Injustiça, assim como justiça, se trata de um termo abstrato, cujo conteúdo exato é de difícil preenchimento, podendo ter sentidos variados a depender do intérprete deste vocábulo.
Assim, a avaliação acerca da (in)justiça sobre a opção pela concessão do benefício da leniência à empresa comunicante de práticas ilícitas permite uma margem maior de discricionariedade do que as demais condições previstas na política de leniência corporativa do Department of Justice.
Para tentar reduzir, em parte, a insegurança trazida para o leniente com a sétima e última condição trazida acima, a mesma política apresenta alguns critérios mais objetivos para nortear a interpretação das autoridades competentes.

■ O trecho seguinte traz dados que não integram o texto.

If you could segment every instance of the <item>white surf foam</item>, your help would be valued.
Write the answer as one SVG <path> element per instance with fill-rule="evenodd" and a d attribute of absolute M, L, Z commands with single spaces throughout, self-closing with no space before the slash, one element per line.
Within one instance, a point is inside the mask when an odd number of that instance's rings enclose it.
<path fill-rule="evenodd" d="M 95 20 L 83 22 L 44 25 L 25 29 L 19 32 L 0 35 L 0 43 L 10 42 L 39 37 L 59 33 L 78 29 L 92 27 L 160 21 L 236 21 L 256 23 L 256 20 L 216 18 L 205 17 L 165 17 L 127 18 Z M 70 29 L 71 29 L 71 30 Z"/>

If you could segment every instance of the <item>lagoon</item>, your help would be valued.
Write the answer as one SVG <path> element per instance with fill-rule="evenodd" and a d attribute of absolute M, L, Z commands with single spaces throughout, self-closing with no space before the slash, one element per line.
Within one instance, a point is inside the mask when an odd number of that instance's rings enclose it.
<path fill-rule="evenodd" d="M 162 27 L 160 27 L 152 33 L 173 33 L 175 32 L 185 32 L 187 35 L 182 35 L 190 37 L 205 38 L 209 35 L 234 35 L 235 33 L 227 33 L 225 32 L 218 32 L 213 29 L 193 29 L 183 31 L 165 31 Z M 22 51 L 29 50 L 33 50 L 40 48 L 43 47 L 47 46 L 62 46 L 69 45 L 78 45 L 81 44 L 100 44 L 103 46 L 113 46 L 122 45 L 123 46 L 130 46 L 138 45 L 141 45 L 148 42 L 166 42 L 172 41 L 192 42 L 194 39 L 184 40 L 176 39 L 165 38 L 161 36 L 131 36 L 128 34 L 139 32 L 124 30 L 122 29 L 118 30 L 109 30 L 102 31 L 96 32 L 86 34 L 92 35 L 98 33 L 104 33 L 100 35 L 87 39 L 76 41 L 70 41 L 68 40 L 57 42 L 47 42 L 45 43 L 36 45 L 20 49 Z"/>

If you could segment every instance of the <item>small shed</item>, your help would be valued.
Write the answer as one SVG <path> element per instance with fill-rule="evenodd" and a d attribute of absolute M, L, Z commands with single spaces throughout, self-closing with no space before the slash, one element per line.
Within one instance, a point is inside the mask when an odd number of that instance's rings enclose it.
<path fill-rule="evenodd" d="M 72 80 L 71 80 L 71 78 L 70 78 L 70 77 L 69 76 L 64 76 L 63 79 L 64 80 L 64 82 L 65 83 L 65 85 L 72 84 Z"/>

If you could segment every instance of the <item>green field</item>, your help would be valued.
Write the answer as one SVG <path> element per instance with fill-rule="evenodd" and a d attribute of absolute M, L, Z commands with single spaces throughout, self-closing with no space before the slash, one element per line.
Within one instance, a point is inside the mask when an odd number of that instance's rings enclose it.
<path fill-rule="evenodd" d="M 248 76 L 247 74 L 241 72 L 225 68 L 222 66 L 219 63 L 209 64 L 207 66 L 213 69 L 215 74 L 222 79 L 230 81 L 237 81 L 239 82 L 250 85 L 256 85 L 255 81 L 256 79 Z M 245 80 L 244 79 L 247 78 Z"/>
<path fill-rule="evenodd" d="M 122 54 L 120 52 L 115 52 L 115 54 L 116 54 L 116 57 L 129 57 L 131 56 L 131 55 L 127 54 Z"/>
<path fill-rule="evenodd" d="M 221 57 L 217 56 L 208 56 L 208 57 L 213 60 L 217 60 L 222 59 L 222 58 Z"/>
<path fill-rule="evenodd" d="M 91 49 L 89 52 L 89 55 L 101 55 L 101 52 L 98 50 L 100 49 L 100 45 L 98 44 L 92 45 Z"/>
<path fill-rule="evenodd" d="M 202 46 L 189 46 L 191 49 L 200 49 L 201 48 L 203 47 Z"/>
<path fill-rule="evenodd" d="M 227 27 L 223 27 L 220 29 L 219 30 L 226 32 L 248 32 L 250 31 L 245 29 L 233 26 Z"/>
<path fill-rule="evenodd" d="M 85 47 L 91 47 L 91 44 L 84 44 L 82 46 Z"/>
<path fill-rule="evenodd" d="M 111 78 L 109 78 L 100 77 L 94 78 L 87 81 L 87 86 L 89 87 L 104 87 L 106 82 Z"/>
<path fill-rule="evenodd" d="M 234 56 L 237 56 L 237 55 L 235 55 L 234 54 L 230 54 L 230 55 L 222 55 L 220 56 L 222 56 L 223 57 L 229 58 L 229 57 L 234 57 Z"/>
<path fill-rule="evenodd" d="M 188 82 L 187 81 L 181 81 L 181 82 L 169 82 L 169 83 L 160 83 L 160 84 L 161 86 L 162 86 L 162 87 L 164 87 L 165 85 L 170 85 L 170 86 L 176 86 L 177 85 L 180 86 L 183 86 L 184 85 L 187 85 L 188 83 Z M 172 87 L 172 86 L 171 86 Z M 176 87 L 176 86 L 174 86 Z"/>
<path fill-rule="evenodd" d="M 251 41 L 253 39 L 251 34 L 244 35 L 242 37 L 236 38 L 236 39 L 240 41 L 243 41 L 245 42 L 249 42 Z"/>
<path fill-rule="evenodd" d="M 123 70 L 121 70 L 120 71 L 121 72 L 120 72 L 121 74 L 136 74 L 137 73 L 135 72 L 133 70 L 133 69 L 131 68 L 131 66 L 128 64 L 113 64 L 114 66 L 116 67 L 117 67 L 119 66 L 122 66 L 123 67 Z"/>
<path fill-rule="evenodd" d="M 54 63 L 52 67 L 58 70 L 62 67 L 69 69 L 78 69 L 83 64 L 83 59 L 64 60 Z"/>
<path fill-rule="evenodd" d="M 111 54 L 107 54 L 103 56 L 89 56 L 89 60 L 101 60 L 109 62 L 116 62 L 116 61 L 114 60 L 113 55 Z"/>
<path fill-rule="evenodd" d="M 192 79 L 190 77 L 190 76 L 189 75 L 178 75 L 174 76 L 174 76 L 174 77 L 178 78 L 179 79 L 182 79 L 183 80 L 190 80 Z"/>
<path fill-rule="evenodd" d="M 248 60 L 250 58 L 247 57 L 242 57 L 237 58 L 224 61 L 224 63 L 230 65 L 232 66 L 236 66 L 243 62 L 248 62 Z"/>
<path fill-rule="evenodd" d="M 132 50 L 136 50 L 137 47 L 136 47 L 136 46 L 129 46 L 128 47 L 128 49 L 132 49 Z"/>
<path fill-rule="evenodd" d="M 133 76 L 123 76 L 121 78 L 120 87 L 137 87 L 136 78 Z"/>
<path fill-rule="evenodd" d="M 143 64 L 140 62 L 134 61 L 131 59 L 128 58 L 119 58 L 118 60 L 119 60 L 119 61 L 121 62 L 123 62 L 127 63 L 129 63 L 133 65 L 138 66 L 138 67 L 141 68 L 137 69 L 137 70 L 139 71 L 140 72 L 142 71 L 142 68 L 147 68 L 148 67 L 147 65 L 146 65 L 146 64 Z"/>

De acordo com a corporate leniency policy em exame, para a aplicação da condição de nº 7, a Divisão Antitruste deverá considerar: o quão cedo a corporação apresentou o reporte de práticas anticoncorrenciais ao DOJ, se ela coagiu outra sociedade empresária a participar das atividades ilegais, ou, se claramente as originou ou delas foi líder.
Igualmente, essa política diz que o ônus para satisfação da sétima condição será baixo, desde que a empresa tenha apresentado seu reporte à Divisão Antitruste antes que esta tenha começado qualquer procedimento investigatório acerca da prática ilícita objeto do reporte.
De forma inversamente proporcional, o ônus para a satisfação da condição em análise aumenta na medida em que o conjunto probatório já obtido, por fontes diversas da companhia comunicante, angarie mais evidências aptas a tornar provável que o Department of Justice alcance uma condenação devidamente substanciada.